Sanatçı Mustafa Sevinç’in “Suyun Öte Yanı” sergisi sanatçının kendi yaşam öyküsünü genel tarih akışıyla ve doğal zamanla harmanlayarak varoluş, oluş, yaşam ve ölüm gibi temel kavramları ele alıyor. Sergideki eserler, içkin ve aşkın olan arasındaki ilişkiye dikkat çekerken, ölçülebilir olanla ölçülemez olan arasındaki gerilimi vurguluyor.

Sakin, steril ve geometrik biçimlerden oluşan bu yapıtlar, zaman içerisinde dönüşen yapılarıyla kendi içlerinde bir ikilik ve gerilim yaratıyor. Çalışmalar, varoluş sürecindeki zamanı ve iç/dış dünya ilişkilerinin temsil imkanlarını sorguluyor.
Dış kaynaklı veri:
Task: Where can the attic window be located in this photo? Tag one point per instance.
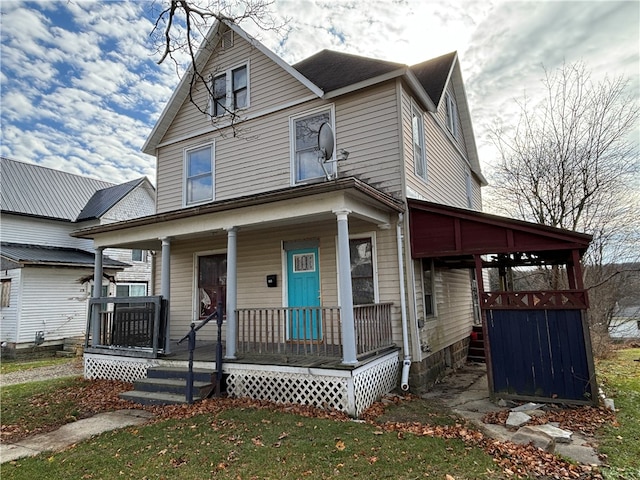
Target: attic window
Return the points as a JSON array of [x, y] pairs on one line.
[[452, 114], [227, 39], [229, 91]]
Sanatçı Aslı Aslan Sevinç'in "Özel Alanın İnşası" sergisi ise, barınma ve yer edinme gibi insanın en temel güdülerinden birine odaklanıyor. Sanatçının el yapımı kağıtlardan oluşturduğu mimari öğeler, bireyin kamusal alan içindeki özel alan ihtiyacına yanıt arıyor. Kağıtların hassas ve geçirgen yapısı, mekânı şeffaf ve modüler bir biçimde dönüştürüyor. Sergideki yerleştirme ve fotoğraf gibi farklı tekniklerle hazırlanmış çalışmalar, tüm sergi mekanını kamusallıktan çıkararak bir ev imgesine dönüştürmeyi amaçlıyor.